Segundo Charles (1984) o Indigénisme não nasceu em 1927, com a revista haitiana

Indigène, apesar de ser um marco na história da literatura nacional haitiana com o surgimento

do movimento Indigéniste. A tese da estudiosa colabora com a visão de que o Indigénisme sempre esteve presente na literatura haitiana, todavia em graus diferentes. Em sua exposição, ela aborda historicamente a evolução estética e temática da literatura haitiana, revelando-nos que, na verdade, o Indigénisme não é apenas o louvor à cultura do negro, mas a própria identidade haitiana. A prova disso é que, para ela, este termo se aproximará cada vez mais do

haïtianisme. Ou seja, é uma identidade propriamente Haitiana. O surgimento do termo

“Indigénisme” vem desde as lutas pela independência. Portanto, está atrelado aos fatos históricos do Haiti. Para fins de nossa compreensão, acerca dessa literatura, gostaríamos de discutir especificamente sobre dois momentos da História haitiana: as revoltas do exército negro e a ocupação norte-americana.
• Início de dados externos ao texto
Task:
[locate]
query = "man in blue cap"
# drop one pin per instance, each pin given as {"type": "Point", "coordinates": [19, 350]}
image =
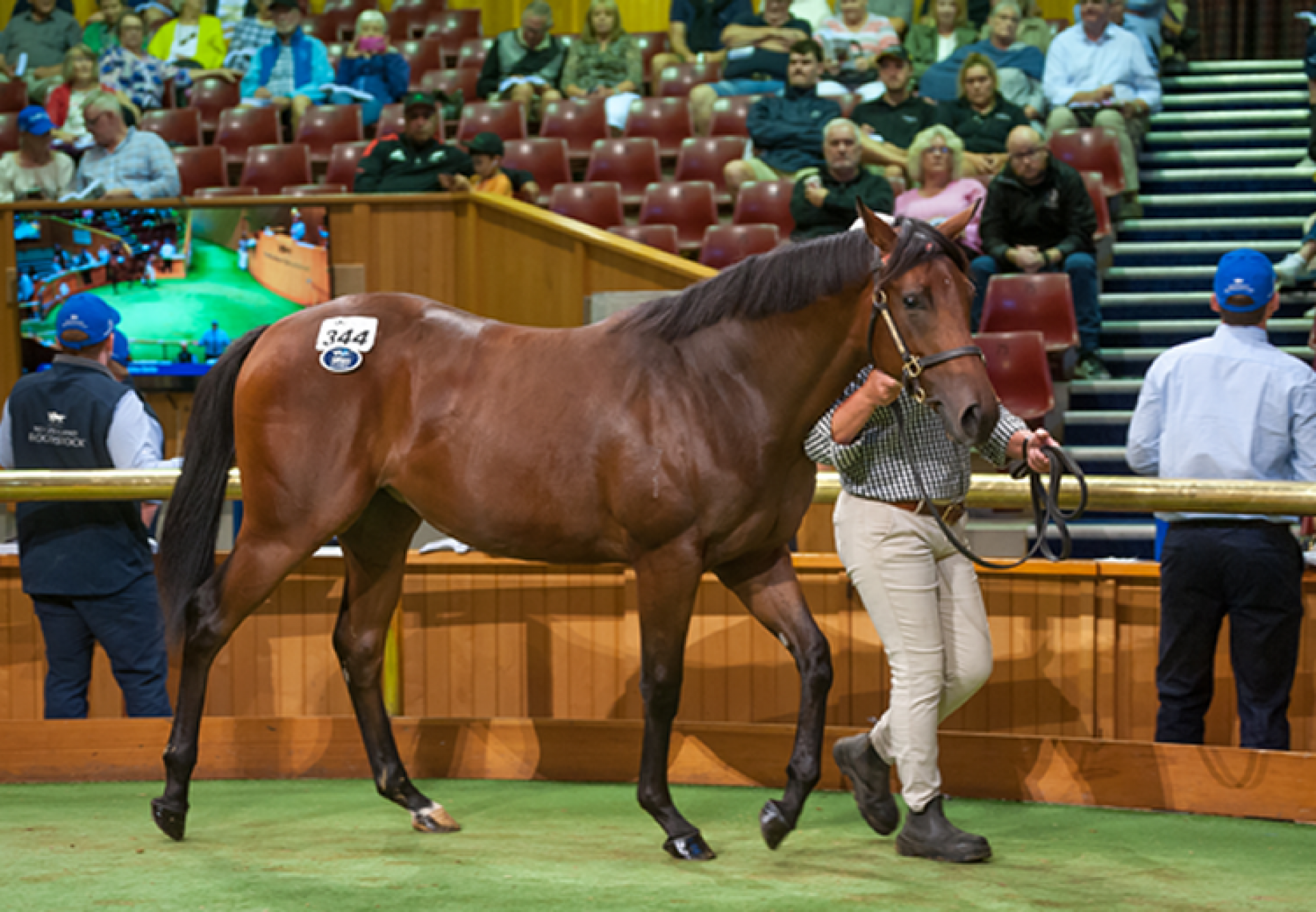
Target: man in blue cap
{"type": "Point", "coordinates": [87, 566]}
{"type": "Point", "coordinates": [1231, 407]}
Inicialmente, o Haiti foi uma rentável colônia dominada por espanhóis (1492) e posteriormente por franceses (1697). O primeiro grupo foi responsável pelas mortes de quase toda a população autóctone, enquanto o segundo instaurou o tráfico negreiro, fazendo da ilha a sua colônia mais rentável. Dessa maneira, Saint-Domingue, antigo nome do Haiti, marcou o mundo com as primeiras revoltas impulsionadas, arquitetadas e comandadas pela grande população de negros libertos e escravos:

A revanche dos africanos recentemente escravizados ou dos filhos de africanos manifestou-se com a Guerra da Independência: arrasaram e eliminaram os brancos da ilha, conseguindo a primeira revolução e independência das colônias do sul e estabelecendo a primeira república negra do mundo. (GRONDIN, 1985, p. 38)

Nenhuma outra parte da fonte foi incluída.